Identifikasi aplikasi dilakukan menggunakan Wappalyzer yakni pustaka digital pihak ketiga untuk mengidentifikasi aplikasi dan nomor seri yang dipergunakan. Wappalyzer melakukan deteksi dengan mengirim satu atau lebih permintaan HTTP ke URL target dan mencari sidik jari untuk mengidentifikasi aplikasi dan nomor versi. Dalam banyak kasus Wappalyzer mungkin tidak mendeteksi nomor seri atau bahkan daftar lengkap aplikasi yang digunakan dalam satu situs disebabkan terbatasnya informasi yang dapat dikumpulkan dari situs tersebut atau memang disengaja untuk menyembunyikan informasi tersebut dengan alasan keamanan. Sebagai contoh situs okezone.com menggunakan setidaknya dua aplikasi yakni comScore dan Bootstrap dengan versi yang tidak diketahui.

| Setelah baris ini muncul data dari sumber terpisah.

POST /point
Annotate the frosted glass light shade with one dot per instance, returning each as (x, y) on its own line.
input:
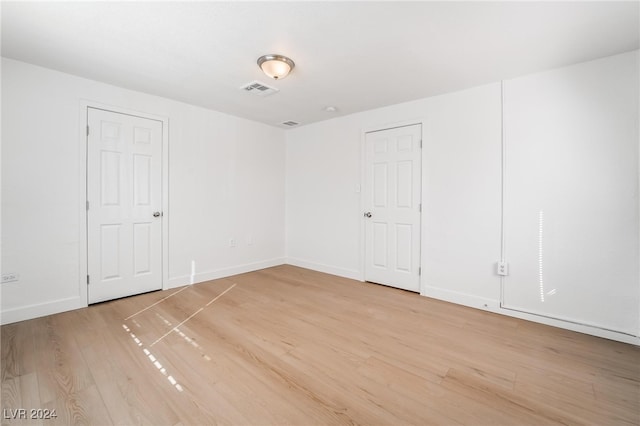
(276, 66)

Peneliti selanjutnya mengelompokkan berdasarkan nama aplikasi dan versi yang saat ini didukung oleh penyedia piranti lunak tersebut. Untuk melakukannya dengan melihat manual di dokumentasi resmi setiap aplikasi yang dipergunakan dalam setiap situs yang diperiksa tersebut. Misalkan PHP memiliki laman khusus yang mencantumkan versi mana yang didukung dan kapan berakhir masa pakainya. Dokumen semacam itu masih tersedia untuk sebagian besar aplikasi yang diperiksa.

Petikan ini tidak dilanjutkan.